I've currently got fieldwork on the brain. I'm in the process of writing a 3,000-word reflection for my PGCAP course on a field class that I was a part of before Christmas. I'm also looking forward to hosting a group of teachers next week at the East London Geographical Association for a half-day session on conducting urban fieldwork (with my colleagues Kate Amis and Alastair Owens). In that session, we will discuss fieldwork design and also reflect a little on the position of fieldwork in the new A-level specifications. How, for instance, can teachers do cultural geography research in a way that is rigorous, relevant and not at all fuzzy?
It was great then to sit down to read some more Isabel Stengers last night. I've now moved on to look at her multi-volume work on Cosmopolitics. Contained in the second volume is a wonderful section comparing the experimental and field sciences. Andrew Barry in his recent piece on "the geographical canon" in the Journal of Historical Geography cites this passage and notes that "[Stengers] seeks to give a new sense of value to those ecologies of practice that address the contingency, path-dependency and complexity of the world outside of the purified domain of the laboratory" (2015, 90). This is great to hear as I place particular value on field research as a tool to disrupt our established regimes of practice. However, it is also a challenge for our teachers who are heading out into the field with their classes. There is the ever present danger that the results in the field won't really map onto the conceptual/modelling work already done in the classroom.

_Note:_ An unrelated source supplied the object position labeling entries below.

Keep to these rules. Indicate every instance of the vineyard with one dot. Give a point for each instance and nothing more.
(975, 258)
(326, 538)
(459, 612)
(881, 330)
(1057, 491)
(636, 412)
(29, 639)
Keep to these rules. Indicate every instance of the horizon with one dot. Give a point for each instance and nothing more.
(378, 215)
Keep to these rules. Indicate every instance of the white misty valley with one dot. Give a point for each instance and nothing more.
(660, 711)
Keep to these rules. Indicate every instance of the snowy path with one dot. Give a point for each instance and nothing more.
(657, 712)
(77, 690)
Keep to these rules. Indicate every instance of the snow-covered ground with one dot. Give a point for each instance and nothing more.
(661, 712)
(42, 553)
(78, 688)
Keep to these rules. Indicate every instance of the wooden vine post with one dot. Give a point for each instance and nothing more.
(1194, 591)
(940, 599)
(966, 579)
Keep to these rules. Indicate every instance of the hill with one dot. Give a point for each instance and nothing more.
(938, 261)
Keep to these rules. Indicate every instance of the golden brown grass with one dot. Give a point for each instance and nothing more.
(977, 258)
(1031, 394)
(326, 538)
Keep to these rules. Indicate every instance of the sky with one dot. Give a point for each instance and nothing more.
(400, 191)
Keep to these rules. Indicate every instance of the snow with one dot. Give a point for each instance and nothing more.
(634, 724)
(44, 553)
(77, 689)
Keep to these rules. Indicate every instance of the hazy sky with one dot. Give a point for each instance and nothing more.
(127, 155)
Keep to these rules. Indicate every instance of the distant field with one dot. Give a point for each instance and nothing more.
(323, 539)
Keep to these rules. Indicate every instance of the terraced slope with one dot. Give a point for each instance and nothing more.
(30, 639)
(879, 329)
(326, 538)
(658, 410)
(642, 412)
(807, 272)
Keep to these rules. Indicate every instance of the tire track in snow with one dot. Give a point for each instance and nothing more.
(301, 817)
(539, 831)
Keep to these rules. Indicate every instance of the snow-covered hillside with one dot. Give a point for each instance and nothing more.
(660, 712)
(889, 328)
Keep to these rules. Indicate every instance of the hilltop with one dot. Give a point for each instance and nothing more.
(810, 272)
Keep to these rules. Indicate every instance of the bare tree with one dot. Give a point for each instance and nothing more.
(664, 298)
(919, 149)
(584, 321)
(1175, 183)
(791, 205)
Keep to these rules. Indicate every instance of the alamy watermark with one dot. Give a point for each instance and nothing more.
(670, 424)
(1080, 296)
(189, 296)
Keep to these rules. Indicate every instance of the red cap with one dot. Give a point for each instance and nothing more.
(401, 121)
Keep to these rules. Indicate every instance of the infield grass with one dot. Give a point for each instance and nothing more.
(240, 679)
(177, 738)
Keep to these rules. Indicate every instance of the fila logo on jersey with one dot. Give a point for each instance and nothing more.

While physical geographers can talk about error bars and standard deviation, it seems a little trickier to square contingency with cultural geography. We'll be unpacking how to deal with the unexpected in human geography fieldwork next week.
I'm going to include a little Stengers in my presentation to the teachers, and I'm going to leave them with this challenge taken from Cosmopolitics (see the slide below): how do we inhabit the problematic tensions between what our textbook models require and what the field chooses to disclose? Answers on a postcard.